I've found only this much:

from transformers import OpenAIGPTTokenizer, OpenAIGPTModel
tokenizer = OpenAIGPTTokenizer.from_pretrained('openai-gpt')
model = OpenAIGPTModel.from_pretrained('openai-gpt')

inputs = tokenizer("How does a kite fly?", return_tensors="pt")
outputs = model(**inputs)

outputs has an attribute last_hidden_state which is a torch.FloatTensor of shape (batch_size, sequence_length, hidden_size). I've tried grabbing the first vector of length hidden_size and calling tokenizer.decode(vector.tolist()), but I get:

'<unk><unk><unk><unk>'

I've also tried interpreting my last_hidden_state as a series of probabilities for each token in the lexicon with tokenizer.decode(torch.argmax(last_hidden_states, 2)[0].tolist()), but that also outputs nonsense:

'¨ şore şhave ▪'

Solution

  • What the model returns in this case isn't actually a representation of tokens.
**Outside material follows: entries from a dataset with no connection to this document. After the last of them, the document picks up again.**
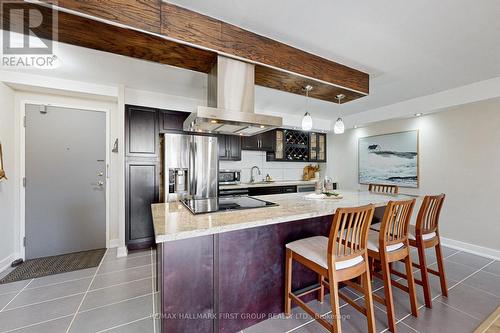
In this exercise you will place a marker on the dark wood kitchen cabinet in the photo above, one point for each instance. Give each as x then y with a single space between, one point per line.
262 142
229 147
143 126
141 131
317 147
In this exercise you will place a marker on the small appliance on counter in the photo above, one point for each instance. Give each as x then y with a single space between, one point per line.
229 177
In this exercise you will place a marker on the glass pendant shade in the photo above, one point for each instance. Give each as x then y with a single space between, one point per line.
339 126
307 122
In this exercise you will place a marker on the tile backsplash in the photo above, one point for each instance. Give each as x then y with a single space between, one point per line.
279 171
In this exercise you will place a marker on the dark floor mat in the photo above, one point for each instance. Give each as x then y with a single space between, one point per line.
39 267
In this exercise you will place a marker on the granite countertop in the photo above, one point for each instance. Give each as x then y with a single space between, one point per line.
271 184
173 221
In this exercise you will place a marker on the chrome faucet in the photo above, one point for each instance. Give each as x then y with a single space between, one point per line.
252 178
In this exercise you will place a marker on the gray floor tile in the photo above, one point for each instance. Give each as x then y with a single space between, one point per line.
454 270
471 260
114 294
113 315
13 286
6 298
114 278
28 315
494 268
472 301
143 326
402 301
485 281
30 296
123 263
53 326
58 278
442 318
352 321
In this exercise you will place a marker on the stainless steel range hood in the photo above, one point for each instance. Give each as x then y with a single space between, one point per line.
230 107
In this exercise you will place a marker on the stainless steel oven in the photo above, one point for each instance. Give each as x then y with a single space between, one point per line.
229 177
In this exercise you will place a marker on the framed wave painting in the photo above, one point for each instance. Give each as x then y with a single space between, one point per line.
389 159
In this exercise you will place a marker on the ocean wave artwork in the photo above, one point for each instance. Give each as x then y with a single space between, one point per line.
389 159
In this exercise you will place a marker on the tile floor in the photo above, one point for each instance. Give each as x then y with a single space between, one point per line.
474 293
118 296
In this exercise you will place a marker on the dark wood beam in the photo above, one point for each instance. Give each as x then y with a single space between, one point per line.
192 41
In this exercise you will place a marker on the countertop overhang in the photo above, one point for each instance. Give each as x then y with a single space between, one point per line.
172 221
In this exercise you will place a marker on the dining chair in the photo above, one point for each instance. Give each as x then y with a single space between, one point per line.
338 258
383 188
391 244
423 235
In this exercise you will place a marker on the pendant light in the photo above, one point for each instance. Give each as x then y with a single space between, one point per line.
339 124
307 119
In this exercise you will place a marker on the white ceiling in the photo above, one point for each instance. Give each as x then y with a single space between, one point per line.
409 48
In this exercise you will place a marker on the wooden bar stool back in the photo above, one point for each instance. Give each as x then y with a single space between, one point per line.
340 257
383 188
389 245
425 234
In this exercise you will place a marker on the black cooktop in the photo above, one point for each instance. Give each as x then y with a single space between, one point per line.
201 206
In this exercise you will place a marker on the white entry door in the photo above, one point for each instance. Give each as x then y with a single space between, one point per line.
65 180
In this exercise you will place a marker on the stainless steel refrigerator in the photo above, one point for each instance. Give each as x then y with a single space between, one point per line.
191 167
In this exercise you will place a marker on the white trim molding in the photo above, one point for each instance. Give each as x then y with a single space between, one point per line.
5 262
471 248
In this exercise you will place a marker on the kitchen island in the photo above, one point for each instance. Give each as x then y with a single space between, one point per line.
224 271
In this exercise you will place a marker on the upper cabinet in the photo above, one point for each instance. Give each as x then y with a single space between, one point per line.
317 147
229 147
141 133
262 142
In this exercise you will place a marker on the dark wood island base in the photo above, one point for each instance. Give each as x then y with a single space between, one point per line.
230 281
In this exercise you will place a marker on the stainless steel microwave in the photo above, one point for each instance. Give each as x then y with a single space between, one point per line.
229 177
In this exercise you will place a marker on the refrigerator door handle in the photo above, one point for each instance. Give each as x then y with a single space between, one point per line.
192 169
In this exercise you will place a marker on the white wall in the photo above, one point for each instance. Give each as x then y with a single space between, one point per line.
459 156
8 252
277 170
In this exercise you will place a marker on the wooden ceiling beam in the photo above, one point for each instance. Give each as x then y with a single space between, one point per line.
192 40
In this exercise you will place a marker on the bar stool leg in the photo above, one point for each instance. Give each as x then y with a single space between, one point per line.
370 315
411 286
424 274
389 303
442 276
321 291
334 302
288 282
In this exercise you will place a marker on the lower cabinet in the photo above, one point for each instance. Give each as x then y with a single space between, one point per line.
141 191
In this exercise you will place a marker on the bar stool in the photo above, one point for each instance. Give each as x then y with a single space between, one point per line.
340 257
425 234
384 189
389 245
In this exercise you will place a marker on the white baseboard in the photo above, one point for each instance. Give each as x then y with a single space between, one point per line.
5 262
114 243
121 252
471 248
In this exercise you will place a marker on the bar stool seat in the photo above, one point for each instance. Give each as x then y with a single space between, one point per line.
316 249
373 243
412 233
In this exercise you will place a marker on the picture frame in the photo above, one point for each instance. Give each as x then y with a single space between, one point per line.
391 159
2 171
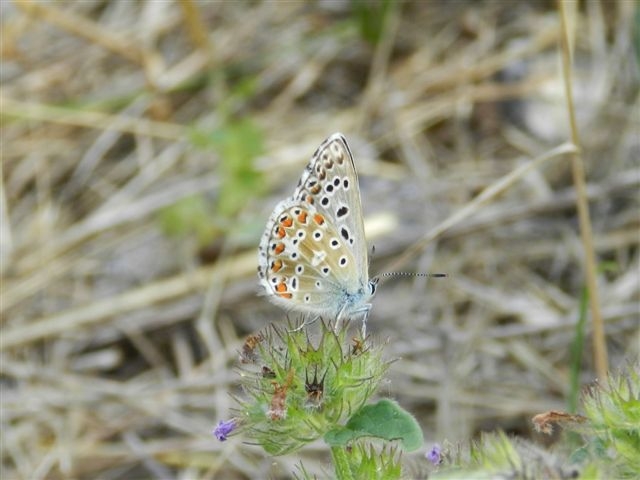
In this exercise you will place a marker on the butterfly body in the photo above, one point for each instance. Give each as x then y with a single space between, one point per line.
313 256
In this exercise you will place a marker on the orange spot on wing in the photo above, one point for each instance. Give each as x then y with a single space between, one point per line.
281 290
276 266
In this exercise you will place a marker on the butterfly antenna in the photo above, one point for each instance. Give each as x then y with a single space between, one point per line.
412 274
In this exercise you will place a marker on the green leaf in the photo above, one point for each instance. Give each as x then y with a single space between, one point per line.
385 420
188 216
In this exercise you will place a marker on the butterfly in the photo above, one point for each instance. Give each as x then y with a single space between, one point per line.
313 255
    There are many ways to return results from a large language model: logits predicting particular token IDs, softmaxed percent probabilities of each possible token, a vector representing the embedding of a single token, etc.

    Given that you get batch x seq_len x hidden_size it appears that the vector of size "hidden size" is probably a vector representing the embedding of a single token. It's the "lm_head" that's used to convert a token embedding to a token ID.

    Checking the doc for that model I see

    The bare OpenAI GPT transformer model outputting raw hidden-states without any specific head on top.

    Without any head, you're not getting tokens, just embeddings that can be used to predict tokens. You probably want something like OpenAIGPTLMHeadModel that has an LM Head. The given example for that model appears to output logits, so maybe from that you might need to use argmax to select specific tokens. Then once you have token IDs you'd use something like tokenizer.convert_tokens_to_string(tokenizer.convert_ids_to_tokens(tokens))

    You may be wondering why a user would want a model that returns logits instead of tokens. Users don't always want to select the "most likely" predicted next token. By returning logits (or a probability distribution) the caller can sample from likely next tokens.